Some of these problems have commercial applications, some are strictly of
value to the government, and some are so far out there that no one's really
sure where they'll end up (how again was ARPAnet supposed to be used for
defense?).

Two different points:

The problem with commercializing government technology is that you need an
entrepreneur to push it. The labs do make overtures to allow their well-paid
and securely-employed scientists to leave the nest, but the scientists seldom
want to stop being scientists, give up a comfortable and tenured six-figure
income, to network and sell when if they wanted to network and sell they
wouldn't have gone for the Ph.D. in the first place.

If I'm in a metro area where I can, without moving, find a job making a
comfortable living doing what I like after my startup fails, I'm much more
likely to take that plunge. In "company towns" like Los Alamos or Oak Ridge,
there really isn't any chance of that.

This leaves a relay baton drop between scientists who don't sell and would-be
entrepreneurs with nothing worth selling.

No problem, the labs can license their stuff out.
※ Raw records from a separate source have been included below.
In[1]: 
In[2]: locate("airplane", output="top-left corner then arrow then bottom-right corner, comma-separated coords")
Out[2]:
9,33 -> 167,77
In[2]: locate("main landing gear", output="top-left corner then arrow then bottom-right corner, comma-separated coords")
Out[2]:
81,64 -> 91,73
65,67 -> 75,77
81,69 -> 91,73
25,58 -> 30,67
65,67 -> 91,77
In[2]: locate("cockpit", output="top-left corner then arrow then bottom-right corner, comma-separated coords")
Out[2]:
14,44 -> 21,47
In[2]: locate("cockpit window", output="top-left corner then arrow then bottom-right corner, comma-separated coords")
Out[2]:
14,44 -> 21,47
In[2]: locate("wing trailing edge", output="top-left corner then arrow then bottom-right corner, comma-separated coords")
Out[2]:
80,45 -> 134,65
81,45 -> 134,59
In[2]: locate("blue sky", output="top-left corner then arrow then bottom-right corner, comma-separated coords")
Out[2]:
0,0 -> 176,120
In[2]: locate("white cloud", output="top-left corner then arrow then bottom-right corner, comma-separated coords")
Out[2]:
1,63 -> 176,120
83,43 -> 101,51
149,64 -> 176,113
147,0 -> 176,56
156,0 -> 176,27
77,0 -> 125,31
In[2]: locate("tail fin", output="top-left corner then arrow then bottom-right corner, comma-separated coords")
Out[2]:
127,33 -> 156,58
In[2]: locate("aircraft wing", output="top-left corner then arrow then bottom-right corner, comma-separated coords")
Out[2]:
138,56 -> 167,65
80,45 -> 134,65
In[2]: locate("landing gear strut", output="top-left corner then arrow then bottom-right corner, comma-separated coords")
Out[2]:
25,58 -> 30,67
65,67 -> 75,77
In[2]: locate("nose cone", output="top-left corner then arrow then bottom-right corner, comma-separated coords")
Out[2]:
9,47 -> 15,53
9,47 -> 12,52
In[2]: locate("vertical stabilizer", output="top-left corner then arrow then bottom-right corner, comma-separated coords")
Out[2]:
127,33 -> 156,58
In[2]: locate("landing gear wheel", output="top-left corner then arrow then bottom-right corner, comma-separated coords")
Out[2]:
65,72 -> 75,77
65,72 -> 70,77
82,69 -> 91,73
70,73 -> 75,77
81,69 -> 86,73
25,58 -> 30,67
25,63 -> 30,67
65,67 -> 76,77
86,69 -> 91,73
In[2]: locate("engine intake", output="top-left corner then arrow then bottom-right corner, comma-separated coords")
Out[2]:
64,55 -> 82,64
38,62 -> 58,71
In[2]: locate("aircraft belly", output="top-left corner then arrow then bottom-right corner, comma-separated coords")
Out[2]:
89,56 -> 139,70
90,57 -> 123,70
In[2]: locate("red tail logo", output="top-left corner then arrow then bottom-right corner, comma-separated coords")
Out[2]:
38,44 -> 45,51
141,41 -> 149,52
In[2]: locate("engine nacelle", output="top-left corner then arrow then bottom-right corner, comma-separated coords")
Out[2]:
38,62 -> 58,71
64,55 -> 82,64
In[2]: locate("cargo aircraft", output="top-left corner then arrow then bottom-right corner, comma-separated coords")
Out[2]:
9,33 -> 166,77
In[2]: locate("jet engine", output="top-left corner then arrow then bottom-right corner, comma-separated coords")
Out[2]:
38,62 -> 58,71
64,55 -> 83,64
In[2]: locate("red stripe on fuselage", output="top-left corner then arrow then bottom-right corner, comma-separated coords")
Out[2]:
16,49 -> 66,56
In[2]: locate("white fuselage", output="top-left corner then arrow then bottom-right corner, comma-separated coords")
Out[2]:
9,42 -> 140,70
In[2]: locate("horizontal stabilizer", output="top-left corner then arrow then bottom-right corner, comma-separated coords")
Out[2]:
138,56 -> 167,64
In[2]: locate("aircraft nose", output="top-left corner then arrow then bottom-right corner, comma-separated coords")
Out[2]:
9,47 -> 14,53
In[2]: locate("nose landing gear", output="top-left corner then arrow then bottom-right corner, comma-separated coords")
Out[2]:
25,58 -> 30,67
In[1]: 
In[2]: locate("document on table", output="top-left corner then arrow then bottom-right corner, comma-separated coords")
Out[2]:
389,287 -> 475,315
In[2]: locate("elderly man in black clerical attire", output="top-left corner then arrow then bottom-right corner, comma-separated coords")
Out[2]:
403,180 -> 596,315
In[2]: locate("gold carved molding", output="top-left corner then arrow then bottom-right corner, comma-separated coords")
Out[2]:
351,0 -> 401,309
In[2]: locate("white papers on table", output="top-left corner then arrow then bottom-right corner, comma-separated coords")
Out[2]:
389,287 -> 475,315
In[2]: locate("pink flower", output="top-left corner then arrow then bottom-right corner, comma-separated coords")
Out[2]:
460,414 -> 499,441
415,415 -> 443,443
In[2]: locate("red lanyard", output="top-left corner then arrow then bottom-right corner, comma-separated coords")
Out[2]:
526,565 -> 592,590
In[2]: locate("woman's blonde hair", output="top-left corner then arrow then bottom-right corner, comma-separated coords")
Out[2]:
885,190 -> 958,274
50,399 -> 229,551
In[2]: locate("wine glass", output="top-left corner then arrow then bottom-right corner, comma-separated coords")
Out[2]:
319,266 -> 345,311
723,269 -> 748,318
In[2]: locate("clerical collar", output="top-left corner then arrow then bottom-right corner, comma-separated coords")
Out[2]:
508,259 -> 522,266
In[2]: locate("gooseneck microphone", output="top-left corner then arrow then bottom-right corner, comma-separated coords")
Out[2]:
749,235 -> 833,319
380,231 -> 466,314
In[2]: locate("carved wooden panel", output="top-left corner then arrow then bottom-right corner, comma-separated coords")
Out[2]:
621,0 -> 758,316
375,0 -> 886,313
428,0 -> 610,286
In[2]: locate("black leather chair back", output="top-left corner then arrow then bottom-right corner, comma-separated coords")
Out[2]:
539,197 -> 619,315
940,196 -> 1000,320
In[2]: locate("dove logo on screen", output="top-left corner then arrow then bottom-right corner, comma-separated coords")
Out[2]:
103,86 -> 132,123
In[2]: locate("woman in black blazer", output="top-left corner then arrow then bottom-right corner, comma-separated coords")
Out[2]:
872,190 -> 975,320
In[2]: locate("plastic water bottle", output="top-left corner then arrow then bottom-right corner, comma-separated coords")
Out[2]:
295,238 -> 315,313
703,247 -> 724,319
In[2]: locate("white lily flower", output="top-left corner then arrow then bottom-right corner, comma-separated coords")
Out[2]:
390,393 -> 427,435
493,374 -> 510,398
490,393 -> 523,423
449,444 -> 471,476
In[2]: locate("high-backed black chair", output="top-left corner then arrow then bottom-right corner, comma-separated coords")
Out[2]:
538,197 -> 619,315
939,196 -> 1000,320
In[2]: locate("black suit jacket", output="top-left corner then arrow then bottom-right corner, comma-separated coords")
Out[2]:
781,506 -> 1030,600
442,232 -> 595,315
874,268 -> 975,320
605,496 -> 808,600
Problem, the terms of these
licenses usually carve out a pretty generous chunk for the lab that spawned
the technology, and the implicit terms include delays and risk of
expropriation.

The terms of the lab carveout are often pre-ordained, based on revenues
instead of margins, and don't take into account whether or not a business
model can support them (because it has to be fair and defensible, and how do
you know ahead of time what's fair?).

This leaves a would-be licensor to choose between many worthy projects, and as
you want to be close both to your inventor and possible funding sources, this
creates a bias toward licensing big-city lab technologies like those found at
ANL, LLNL, LBL, NREL, and SNL-Livermore.